但因為律法不可輕易變更,所以歷代執政大頒各種條例,因律起例,因例生例,結果到了今日條例紛繁,不是專門研究大明律法的刑吏,官員就根本無從下手。

所以地方奸吏可以欺上瞞下,以例代律,任意輕重刑罰,使得百姓無所適從,大損朝廷律法之威信。

是以臣組織人手編訂了這份民事案例判例,剔除了那些輕重不當之條例,以便於地方發生民事糾紛時,地方官員能援引適當的判例進行審判,以杜絕地方奸吏操縱司法,從中舞弊徇私。」

朱由檢聽完之後並沒有立刻出聲,而是低下頭認真的翻看起了這份文稿。這份文稿收納了221個典型的民事案例,共計800多頁。

案例大致被分成了五個部分,親族關係、家庭關係、繼承權、債務關係、所有權的轉移。雖然崇禎只是看了兩到三個案例,但是他已經能夠看出,袁可立在這份書稿上還是下了不少功夫的。

當然,作為一名傑出的封建士大夫,袁可立依然還是無法跳出自己所屬的階層的。這份文稿中的判例,始終還是處於維護著上下尊卑的封建等級制度為主的。

雖然這份法例匯總的封建意味很濃厚,但是比起此前混亂而不公開的法例來說,無疑已經是大大的前進了一步。最起碼,在民事糾紛上,地方官員們終於找到了判罰的依據,而不必再依靠那些世吏去斷案了。

朱由檢足足看了半個小時,方才放下了手中的文稿。他抬頭對著袁可立微笑著說道:「袁先生的心血朕要好好拜讀,雖然朕現在還不能做出答覆。但是,朕以為這份文稿可以命名為《民事通則》,作為司法官員處理民事糾紛的依據。

這樣刑法以《大明律》,民法以《民事通則》,商法以《商業法案》,大明司法的法律條文就可以正式分成三個部分。以後可以考慮設置三個專門法庭,分開斷案。這樣不僅可以加強法官的業務能力,也減少了官員徇私舞弊的機會。

不過,袁先生今天來找朕,應當不會只是為了這份文稿的事吧?」

雍月誅心 袁可立沉默了一陣,才開口說道:「老臣的確有個不情之請,還請陛下恩准。」

朱由檢頗為意外的看著他,想了一會才說道:「袁尚書請說,只要不是有礙國法之事,朕都會考慮的。」

袁可立心中不由苦笑,但是口中卻沒有遲疑的說道:「老臣請陛下中止,在河南追查操縱百姓民變,對抗朝廷徵購糧食政策的幕後黑手。
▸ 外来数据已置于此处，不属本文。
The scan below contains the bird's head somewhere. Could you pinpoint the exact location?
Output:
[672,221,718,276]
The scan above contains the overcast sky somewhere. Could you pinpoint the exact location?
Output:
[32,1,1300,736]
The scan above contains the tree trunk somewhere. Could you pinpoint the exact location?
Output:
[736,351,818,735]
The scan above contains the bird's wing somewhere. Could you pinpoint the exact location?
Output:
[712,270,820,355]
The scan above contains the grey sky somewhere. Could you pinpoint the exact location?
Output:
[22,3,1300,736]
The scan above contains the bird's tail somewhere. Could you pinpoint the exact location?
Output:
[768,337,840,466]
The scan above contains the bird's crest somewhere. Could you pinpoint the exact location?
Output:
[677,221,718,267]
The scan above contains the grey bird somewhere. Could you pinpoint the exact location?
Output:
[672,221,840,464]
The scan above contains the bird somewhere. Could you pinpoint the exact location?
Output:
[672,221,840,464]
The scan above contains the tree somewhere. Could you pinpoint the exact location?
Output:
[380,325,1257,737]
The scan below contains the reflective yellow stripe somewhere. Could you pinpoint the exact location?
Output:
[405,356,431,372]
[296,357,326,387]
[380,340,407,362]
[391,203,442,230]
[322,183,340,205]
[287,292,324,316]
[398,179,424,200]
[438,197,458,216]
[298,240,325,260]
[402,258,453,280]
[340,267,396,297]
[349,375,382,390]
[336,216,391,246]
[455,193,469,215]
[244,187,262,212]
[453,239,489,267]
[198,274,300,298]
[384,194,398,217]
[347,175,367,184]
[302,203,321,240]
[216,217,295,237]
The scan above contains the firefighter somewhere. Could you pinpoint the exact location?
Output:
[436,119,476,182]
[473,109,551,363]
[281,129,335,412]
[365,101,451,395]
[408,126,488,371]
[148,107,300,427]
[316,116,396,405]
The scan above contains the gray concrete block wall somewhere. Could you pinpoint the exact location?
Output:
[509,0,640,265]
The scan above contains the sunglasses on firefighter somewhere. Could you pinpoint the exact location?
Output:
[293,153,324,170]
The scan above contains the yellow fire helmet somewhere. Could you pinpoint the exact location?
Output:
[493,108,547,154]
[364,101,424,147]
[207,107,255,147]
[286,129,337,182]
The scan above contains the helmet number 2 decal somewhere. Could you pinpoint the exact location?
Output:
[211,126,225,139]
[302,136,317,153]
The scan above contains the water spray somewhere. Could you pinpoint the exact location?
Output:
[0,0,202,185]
」

朱由檢的臉色頓時有些不好看了,他花了這麼大力氣在河南查案,可是冒著河南糜爛的局面下這個賭注的。現在河南形勢剛剛有所好轉,河南北部地區已經完全納入了朝廷的控制,只剩下了中部和南部地區,還有士紳頑抗著。

他正打算一鼓作氣把河南士紳完全的清理一遍,如何可能在這個時候放棄。似乎覺察到了崇禎表現出來的不快,袁可立不得不繼續說道:「李夔龍、許顯純、韓一良等人在河南大興冤獄,河南各縣士紳不問良劣,只問順逆。

自去年11月到今年3月,已經有近百士紳家族被勒令遷移至台灣。因違抗遷移令被下令逮捕入獄的士紳也有數十人。河南士紳大戶現在是人人自危,臣以為陛下應當阻止他們的暴行。

否則,臣恐陝西未亂,而我河南地方要先亂起來了。陛下切不可為小人所蒙蔽,徒令親者痛,而仇者快啊。」

朱由檢不以為然的回道:「袁尚書是不是過於聳人聽聞了,燕京大學的學生們年前下去調查,可是彙報過,河南士紳劣多而良少。巧取豪奪鄉鄰田產,橫行鄉里的不法事迹可是比比皆是啊。」

袁可立沉默了半天,終於面無表情的說道:「陛下是與士大夫治天下,非為百姓治天下。若是地方士紳被打倒了,又有何人替朝廷收稅征糧呢?」

朱由檢皺了皺眉頭,似乎想要說什麼,但是很快又忍住了。他同袁可立的目光對視了許久,看著這位老臣低下頭去,才忍住脾氣說道。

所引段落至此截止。